Once a patient is assessed, a discharge date is set and arrangements are made for a nurse to visit the patient at home. The visit occurs within 24 hours of discharge if the patient is discharged during the week, or on Monday morning if discharge is at the weekend. The patients can be visited daily, depending on patient need, for up to one week. Nebuliser compressors and oxygen concentrators are available on short-term loan if they are needed.



The patient’s GP receives a fax explaining how the scheme operates and why a patient may contact them (for problems not involving their respiratory condition).



If respiratory symptoms worsen, the patient can be admitted directly back to hospital. This back-up helps the patient feel more secure about the discharge.



Discharge from the scheme
When the patient is discharged from the scheme, his or her GP will receive a fax detailing the patient’s medication, the prescribed treatment and the most recent spirometry results. The fax also gives details of the patient’s next outpatient appointment.



Patient education
During home visits, information is provided to the patients about their condition, symptoms and the disease process. Breathlessness, nutrition (see p60), coping mechanisms, energy conservation, breathing techniques and differing treatments are also discussed.

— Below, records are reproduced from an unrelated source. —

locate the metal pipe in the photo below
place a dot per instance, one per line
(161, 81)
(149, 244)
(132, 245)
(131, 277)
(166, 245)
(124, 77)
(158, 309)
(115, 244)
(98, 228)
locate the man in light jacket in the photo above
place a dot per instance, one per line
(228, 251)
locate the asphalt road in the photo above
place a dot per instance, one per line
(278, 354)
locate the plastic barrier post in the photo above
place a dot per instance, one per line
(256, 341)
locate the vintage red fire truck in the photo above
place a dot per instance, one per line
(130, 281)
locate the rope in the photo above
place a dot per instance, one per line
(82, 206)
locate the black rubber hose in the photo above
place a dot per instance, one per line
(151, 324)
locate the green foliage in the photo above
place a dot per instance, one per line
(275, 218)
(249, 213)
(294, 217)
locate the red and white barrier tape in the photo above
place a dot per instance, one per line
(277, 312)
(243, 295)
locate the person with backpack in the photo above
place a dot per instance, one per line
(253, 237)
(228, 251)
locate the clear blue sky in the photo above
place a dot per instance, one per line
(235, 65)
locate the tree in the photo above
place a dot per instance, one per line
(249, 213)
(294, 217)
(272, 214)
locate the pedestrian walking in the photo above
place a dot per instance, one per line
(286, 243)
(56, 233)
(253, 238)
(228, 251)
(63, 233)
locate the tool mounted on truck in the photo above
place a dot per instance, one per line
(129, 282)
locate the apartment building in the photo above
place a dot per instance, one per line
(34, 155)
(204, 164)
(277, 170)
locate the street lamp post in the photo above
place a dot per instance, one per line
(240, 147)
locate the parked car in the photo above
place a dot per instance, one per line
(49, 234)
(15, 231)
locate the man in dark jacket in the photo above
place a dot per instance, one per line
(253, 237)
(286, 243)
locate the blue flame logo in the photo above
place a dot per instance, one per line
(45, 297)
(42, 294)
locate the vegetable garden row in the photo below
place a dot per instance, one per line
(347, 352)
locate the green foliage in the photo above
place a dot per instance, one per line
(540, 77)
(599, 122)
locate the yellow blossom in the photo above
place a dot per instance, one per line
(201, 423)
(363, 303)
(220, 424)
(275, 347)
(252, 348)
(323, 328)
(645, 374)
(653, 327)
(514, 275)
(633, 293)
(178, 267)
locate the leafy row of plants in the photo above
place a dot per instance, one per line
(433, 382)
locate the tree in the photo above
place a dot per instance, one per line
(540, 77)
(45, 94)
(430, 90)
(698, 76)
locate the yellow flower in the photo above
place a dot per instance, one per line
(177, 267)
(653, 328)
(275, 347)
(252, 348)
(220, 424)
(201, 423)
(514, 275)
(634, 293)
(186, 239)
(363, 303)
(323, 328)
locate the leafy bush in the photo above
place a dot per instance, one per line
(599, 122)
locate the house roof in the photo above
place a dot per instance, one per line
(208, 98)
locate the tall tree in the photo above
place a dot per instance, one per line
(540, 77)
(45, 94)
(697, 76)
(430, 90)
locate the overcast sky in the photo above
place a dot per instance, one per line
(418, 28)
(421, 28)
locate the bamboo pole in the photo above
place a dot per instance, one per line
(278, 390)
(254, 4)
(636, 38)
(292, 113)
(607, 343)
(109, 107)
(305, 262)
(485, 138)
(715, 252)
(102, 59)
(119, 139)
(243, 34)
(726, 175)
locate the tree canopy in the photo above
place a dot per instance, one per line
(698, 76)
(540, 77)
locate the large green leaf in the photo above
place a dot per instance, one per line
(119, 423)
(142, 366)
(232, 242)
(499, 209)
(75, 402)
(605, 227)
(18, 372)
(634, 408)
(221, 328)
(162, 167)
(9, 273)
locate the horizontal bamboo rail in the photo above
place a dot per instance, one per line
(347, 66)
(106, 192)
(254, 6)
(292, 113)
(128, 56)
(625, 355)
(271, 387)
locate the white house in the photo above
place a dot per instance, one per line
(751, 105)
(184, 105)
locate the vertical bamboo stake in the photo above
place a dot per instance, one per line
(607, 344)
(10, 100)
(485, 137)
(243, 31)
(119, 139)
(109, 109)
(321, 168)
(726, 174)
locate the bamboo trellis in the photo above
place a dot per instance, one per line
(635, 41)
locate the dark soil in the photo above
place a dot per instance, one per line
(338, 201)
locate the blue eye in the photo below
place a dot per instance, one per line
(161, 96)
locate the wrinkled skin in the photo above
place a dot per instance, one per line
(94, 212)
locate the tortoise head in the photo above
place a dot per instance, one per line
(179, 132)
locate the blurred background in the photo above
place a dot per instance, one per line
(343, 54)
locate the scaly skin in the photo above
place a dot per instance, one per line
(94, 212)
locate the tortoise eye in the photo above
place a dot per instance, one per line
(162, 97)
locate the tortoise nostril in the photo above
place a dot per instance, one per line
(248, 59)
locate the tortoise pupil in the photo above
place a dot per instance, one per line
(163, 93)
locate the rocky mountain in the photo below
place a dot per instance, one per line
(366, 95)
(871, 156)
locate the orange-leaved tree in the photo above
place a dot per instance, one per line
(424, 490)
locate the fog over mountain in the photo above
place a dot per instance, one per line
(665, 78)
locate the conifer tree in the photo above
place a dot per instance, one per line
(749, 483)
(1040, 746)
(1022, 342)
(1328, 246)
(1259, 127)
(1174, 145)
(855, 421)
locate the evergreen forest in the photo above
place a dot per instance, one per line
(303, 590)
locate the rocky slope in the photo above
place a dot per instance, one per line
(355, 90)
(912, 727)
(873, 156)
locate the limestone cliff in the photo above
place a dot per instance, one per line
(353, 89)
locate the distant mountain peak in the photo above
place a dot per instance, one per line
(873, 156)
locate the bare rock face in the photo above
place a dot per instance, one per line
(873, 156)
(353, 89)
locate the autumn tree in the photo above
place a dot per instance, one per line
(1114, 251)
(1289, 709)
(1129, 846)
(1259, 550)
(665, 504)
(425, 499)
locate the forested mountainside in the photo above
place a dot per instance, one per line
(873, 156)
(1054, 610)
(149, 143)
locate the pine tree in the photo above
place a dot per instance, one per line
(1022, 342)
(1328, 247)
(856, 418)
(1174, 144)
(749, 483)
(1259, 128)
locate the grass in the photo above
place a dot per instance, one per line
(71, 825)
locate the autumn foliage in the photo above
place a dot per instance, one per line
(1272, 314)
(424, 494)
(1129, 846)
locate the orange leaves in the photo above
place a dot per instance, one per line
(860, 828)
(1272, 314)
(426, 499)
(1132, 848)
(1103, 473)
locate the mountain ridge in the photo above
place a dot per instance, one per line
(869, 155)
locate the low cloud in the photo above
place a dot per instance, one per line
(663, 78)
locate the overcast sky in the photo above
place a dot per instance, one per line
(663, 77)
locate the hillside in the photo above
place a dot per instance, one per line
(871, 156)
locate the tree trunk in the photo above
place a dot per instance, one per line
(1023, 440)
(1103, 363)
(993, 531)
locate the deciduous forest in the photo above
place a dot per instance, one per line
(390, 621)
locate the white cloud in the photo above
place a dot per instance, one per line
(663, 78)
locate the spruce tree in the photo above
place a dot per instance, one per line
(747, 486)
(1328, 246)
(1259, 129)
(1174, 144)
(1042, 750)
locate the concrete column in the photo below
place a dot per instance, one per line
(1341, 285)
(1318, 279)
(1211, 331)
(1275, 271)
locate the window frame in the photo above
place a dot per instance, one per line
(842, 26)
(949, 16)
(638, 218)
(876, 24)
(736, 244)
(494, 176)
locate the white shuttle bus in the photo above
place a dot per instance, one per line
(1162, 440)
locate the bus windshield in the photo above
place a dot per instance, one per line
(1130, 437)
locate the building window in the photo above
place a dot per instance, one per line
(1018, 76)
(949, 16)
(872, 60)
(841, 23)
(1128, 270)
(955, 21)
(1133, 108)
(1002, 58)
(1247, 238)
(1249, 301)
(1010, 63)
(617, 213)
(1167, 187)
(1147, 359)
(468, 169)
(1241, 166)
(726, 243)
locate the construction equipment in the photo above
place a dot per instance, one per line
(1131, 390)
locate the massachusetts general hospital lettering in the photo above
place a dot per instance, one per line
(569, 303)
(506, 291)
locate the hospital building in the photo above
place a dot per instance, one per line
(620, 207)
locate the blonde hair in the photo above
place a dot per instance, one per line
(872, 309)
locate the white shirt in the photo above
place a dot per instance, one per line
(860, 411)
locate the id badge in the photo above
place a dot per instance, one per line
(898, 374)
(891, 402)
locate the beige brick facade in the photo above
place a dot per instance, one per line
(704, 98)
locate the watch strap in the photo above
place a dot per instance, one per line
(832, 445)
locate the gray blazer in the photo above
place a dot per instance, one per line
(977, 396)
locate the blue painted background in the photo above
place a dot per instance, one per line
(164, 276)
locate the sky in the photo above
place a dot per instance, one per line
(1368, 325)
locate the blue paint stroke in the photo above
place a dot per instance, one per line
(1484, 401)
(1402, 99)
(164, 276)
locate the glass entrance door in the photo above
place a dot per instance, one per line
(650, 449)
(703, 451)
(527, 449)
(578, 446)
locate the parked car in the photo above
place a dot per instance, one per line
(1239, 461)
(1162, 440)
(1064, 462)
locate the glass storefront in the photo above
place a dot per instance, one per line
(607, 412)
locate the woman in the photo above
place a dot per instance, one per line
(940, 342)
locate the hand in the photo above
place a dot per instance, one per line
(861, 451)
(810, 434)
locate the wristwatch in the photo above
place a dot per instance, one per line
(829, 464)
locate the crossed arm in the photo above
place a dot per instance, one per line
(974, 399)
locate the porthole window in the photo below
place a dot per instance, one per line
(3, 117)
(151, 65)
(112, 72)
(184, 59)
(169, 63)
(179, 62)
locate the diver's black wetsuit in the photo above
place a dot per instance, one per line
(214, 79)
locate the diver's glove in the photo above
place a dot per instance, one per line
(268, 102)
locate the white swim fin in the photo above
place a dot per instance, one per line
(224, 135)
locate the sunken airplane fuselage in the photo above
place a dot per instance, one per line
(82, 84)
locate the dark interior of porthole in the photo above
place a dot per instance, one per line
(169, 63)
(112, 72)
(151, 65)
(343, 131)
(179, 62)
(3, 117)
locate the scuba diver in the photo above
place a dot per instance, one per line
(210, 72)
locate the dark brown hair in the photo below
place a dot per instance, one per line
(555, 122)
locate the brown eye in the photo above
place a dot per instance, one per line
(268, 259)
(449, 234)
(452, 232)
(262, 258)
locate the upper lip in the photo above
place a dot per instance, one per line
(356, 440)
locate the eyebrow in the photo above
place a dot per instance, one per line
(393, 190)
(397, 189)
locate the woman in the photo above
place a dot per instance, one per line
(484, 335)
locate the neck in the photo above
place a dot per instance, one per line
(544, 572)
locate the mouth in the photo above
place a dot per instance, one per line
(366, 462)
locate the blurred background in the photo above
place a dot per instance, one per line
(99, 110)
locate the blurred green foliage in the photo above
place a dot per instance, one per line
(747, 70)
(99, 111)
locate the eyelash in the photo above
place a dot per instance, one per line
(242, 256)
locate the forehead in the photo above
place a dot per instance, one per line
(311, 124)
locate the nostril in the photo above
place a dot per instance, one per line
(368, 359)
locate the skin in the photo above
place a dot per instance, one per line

Finally the patient’s medication is reviewed with him or her. This includes a review of inhaler technique, and nebuliser and oxygen use. Written information is provided to support these discussions.



Many patients who experience shortness of breath can become anxious and this, in turn, affects their breathing even more. Anxiety management and breathing techniques are discussed to help with this.



Education is aimed at enabling patients to exercise better control of their symptoms if an exacerbation of their disease occurs again. Patients are provided with sputum pots, advice on when to contact their GP, when to send sputum samples and when to start antibiotics if they have a standby course at home.



If patients have concerns about their medication, they are referred to the respiratory pharmacist for help and advice. If necessary, referrals can be made to the respiratory consultant nurse, pulmonary rehabilitation department or respiratory physiology department.



Evaluation of the scheme
Since March 2001, 350 patients have been admitted to the scheme and about 20 per cent have been readmitted within one month. This is broadly consistent with other schemes (Cotton et al, 2000; Skwarska et al, 2000).



This experience has shown that early and assisted discharges enable improved bed utilisation and reduce the risk of nosocomial infections.



Feedback from the scheme shows that patients prefer to be nursed at home. They value having back-up telephone contact numbers and also, most importantly, the benefit of having a health care practitioner who has the time to explain their condition and treatments to them. Armed with this information, patients are more able to cope if the same problems arise again.